During the third quarter of this year, 14.4 million residential properties–or 26.7 percent–were considered equity rich. while 3.5 million–or one in 15–were considered seriously underwater, according to ATTOM Data Solutions’ latest U.S. Home Equity & Underwater Report.
 
The top 10 states with the highest share of equity rich properties in the third quarter were all in the Northeast and West regions: California (40.8 percent), Hawaii (39.2 percent), Vermont (39.0 percent), New York (35.7 percent) and Washington (35.6 percent). Among the nation’s largest metro areas, the top shares of equity rich properties were all in the West: San Jose (62.7 percent), San Francisco (51.1 percent), Los Angeles, CA (46.6 percent), Santa Rosa, Calif. (46.5 percent) and Honolulu (39.4 percent).
 
The top 10 states with the highest shares of mortgages that were seriously underwater in the third quarter were all in the South and Midwest: Louisiana (16.5 percent seriously underwater), Mississippi (15.8 percent), West Virginia (14.2 percent), Iowa (14.0 percent) and Arkansas (13.1 percent).
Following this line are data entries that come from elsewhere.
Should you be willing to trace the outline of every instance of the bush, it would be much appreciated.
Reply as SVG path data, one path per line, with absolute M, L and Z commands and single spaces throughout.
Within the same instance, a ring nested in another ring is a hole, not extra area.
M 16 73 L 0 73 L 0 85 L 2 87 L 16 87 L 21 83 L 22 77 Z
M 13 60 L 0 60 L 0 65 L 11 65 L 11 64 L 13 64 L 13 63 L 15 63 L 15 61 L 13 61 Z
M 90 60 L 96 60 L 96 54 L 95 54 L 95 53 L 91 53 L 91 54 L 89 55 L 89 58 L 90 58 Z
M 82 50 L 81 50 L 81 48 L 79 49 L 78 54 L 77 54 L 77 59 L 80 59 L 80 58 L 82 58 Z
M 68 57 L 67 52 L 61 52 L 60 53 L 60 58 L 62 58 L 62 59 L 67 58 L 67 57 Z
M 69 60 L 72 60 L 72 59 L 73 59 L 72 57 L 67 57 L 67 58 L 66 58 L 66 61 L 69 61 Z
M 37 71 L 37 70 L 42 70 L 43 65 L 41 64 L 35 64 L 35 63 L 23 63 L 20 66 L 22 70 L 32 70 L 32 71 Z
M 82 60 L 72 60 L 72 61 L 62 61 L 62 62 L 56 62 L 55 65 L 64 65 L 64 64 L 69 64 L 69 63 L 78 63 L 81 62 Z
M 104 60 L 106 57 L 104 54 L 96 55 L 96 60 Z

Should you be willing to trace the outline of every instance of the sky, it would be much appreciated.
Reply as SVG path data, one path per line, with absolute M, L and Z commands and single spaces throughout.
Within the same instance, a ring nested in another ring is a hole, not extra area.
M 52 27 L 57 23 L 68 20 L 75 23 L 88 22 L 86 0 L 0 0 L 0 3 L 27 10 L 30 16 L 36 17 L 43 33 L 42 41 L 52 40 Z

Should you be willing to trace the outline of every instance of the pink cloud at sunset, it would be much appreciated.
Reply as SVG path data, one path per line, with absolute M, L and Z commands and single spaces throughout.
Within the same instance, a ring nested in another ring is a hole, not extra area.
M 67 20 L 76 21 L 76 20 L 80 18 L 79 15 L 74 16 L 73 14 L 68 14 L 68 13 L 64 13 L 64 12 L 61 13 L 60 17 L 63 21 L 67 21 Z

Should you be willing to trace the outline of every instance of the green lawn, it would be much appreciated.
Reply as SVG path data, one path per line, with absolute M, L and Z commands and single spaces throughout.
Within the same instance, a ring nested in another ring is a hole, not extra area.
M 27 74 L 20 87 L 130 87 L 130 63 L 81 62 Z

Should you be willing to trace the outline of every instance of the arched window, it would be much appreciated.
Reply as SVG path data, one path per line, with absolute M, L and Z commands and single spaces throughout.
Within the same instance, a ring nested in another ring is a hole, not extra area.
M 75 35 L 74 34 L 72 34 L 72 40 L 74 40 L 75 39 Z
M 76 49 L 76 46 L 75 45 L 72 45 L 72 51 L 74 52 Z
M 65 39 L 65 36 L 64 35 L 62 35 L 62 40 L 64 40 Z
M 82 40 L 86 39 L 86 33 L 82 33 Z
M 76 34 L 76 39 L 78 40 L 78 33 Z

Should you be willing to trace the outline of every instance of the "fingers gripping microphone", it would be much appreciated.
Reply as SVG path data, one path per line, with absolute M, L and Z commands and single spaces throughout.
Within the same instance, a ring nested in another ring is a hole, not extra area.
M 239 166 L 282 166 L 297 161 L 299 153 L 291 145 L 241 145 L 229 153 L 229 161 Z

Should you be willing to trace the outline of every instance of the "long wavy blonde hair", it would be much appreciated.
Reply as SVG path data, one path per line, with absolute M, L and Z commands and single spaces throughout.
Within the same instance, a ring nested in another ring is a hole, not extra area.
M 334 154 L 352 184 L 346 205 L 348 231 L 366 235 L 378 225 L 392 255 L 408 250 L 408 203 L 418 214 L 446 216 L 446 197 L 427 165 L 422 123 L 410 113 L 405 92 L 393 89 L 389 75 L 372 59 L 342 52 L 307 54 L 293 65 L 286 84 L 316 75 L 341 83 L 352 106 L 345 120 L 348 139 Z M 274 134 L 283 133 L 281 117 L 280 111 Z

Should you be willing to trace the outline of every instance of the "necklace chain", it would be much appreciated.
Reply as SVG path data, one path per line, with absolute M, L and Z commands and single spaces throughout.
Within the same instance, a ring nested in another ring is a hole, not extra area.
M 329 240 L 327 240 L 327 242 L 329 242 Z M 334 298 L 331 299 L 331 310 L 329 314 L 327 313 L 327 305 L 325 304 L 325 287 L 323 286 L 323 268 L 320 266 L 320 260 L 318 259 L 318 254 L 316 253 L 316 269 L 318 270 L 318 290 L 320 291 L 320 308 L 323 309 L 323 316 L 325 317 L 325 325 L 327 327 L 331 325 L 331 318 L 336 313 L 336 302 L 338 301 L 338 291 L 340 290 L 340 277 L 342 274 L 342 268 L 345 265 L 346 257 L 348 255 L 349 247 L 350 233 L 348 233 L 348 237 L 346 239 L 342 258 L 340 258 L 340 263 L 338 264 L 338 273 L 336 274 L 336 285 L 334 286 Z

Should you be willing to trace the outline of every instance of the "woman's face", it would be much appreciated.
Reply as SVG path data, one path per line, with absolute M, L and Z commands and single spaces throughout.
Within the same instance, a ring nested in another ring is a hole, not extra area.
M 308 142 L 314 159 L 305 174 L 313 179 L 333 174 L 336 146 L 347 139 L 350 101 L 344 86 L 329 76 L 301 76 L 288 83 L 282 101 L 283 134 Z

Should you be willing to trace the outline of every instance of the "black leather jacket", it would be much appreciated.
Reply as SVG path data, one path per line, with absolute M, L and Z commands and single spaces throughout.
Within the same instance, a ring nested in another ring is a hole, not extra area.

Among the nation’s largest metro areas, those with the highest share of mortgages that were seriously underwater included Youngstown, Ohio (16.8 percent), Baton Rouge, La. (15.7 percent), Scranton, Pa. (14.3 percent), Cleveland (14.0 percent) and Toledo, Ohio (13.8 percent).
 
“The latest numbers reveal another profound impact of the extended housing boom, as far more homeowners find themselves on the right side of the balance sheet instead of the wrong side,” said Todd Teta, chief product officer with ATTOM Data Solutions. “This is a complete turnabout from what was happening when the housing market crashed during the Great Recession. There are notable equity gaps between regions and market segments. But as home values keep climbing, homeowners are seeing their equity building more and more, while those with properties still worth a lot less than their mortgages represent just a small segment of the market.”